Пирамида. Т.2 - [28]
Но в конце концов молчащее сборище перед Вадимом был его собственный народ, чью страну якобы из края в край исходил с благословеньем царь небесный. Потому, что нигде на свете не было последнему так любо, как в гостях у русских, чья простонародная религиозная мысль во столько истовых глаз пыталась вплотную вникнуть в истинную суть правды. Только жгучей потребностью веры следовало объяснить такое множество богоискательных сект, ветвлений, до изуверства непримиримых толков, стремившихся сквозь заумь схоластического пустословья добраться до первоистины галилейских рыбаков — всякие молокане и немоляки, упорщики и беспоповцы, бегуны, шалопуты, странники, секачи и прочие, настолько расплодившиеся к началу века, что ради сохранения государственного единства власть ссылала их на поселенья, гноила в острогах и монастырских казематах. Опыт старообрядческого раскола показал бессилие меча и кнута против избранной правды духовной. Казалось бы, после паденья деспотической религии официальной тут-то и воспарить к небу в тысячу вольных крылышек помельче... Но почему же раньше петухов, в одно поколенье отреклись от Него? Безмолвствуют почему при разорении святынь, сами же предают их топорам, воде и огню? То ли не сознают, чего лишаются навеки, то ли не жалеют по очевидной невозможности того лишиться, чем и не владели никогда. Может, и в самом деле все там, позади? Осталась одна мучительная и, по слухам, нищетою вскормленная, наподобие падучей, тщета души, полная сладостных корчей, странных снов и миражных откровений. Но если из них-то и родится жемчуг великих творений, чем бесполезней в житейском обиходе — тем ценней.
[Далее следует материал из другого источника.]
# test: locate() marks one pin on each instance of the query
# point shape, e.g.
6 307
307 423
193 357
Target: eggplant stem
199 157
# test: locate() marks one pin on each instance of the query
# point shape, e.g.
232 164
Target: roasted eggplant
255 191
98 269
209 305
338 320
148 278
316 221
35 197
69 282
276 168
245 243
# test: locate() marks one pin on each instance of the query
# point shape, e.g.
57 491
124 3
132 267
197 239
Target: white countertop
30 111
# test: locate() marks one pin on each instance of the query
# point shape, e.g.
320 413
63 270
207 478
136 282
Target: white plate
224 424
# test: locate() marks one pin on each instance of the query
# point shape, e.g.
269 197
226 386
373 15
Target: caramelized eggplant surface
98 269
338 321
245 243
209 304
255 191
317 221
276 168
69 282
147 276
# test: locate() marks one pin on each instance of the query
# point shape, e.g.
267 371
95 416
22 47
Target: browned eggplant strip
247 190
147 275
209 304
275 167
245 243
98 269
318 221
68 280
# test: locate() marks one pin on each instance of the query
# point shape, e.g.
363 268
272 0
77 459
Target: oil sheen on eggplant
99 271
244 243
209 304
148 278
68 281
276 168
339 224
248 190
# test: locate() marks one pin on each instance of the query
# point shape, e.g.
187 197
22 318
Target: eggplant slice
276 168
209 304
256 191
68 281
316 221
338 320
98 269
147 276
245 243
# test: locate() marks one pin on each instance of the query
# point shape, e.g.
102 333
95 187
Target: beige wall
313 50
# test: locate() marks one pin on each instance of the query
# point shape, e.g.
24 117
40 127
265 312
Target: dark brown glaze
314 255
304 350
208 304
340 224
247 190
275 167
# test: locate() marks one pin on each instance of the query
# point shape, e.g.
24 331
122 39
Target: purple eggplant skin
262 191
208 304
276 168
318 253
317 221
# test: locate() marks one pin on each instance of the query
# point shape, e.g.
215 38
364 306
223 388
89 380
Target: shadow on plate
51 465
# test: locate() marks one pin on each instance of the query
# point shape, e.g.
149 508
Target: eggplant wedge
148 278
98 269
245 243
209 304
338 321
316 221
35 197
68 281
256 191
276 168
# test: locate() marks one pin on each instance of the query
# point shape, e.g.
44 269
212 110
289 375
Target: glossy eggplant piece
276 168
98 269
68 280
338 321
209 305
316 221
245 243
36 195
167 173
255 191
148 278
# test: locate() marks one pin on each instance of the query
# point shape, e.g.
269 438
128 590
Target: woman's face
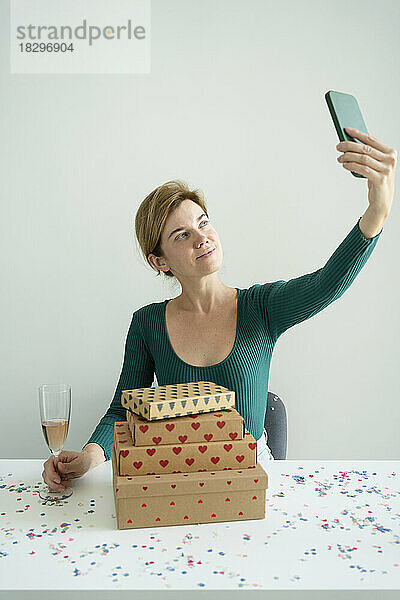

И — если болезнь, то в чем тогда благодетельность национального выздоровленья?
При очевидном неуменье ума постичь загадку, снова на помощь призывается иероглиф образа, в нем ключ к непосильному, с уймой неизвестных, уравнению... Старый деревянный корабль уходит от причала. Теченье вечных струй влечет его в безбрежье полночного моря. Ни плеска, ни волн, ни горизонта. Никого не осталось за кормой махнуть платком вдогонку. Провожатые давно разошлись, пассажиры спят по каютам. Восходит не дающее теней солнце мертвых. Пора и Вадиму спускаться с капитанского мостика... Но чу! Откуда гул и неразборчивые голоса под палубой? Там в кромешной тьме с задраенными люками сложены теперь навалом невнятные завтрашним поколеньям: иноязычной стали дремучие бородачи, обезличенные для памяти ратные воеводы в обнимку с лапотными смердами в кольчугах, цари и патриархи о бок с юродивыми в струпьях и веригах, пересветы с ослябями и прочие былинные иноки с вражескими стрелами в груди, волевым жгутом скрученные подвижники и тоже с закушенными губами подвига кровные родичи их, неведомых земель первопроходцы, а чуть поверх — посхимленные оптинские профессора и, напротив, неистовые расстриги, взалкавшие вселенской правды для страждущего человечества, именитые университетские вещатели вроде бы и непригодившегося добра, мессианские витии и провозвестители и просто ушкуйные свергатели всяческого самодержавства на свете, обреченные стать гумусом для иных общественно-растительных формаций. Давно и прочно усопшие мнились Вадиму. Они еще ворочались там, бурчали гневно и сражались друг с дружкой в объемистом трюме России. И с отчаяньем невыученного урока, который завтра спросит совесть, силился он уловить сам, без злостных посторонних подсказок, смысл их разногласий: «Боже, если все так просто было, что уместилось в две строки газетного лозунга, тогда о чем же так страстно и непримиримо целый век галдели они там?» В ту пору еще попадались, хоть и не часто, пытливые молодые потомки с видом растерянных погорельцев, что бродили по обширнейшему из мировых пепелищ, подбирали обломки из неостылой золы и, прикидывая в ладонях, пытались угадать, чем это было раньше...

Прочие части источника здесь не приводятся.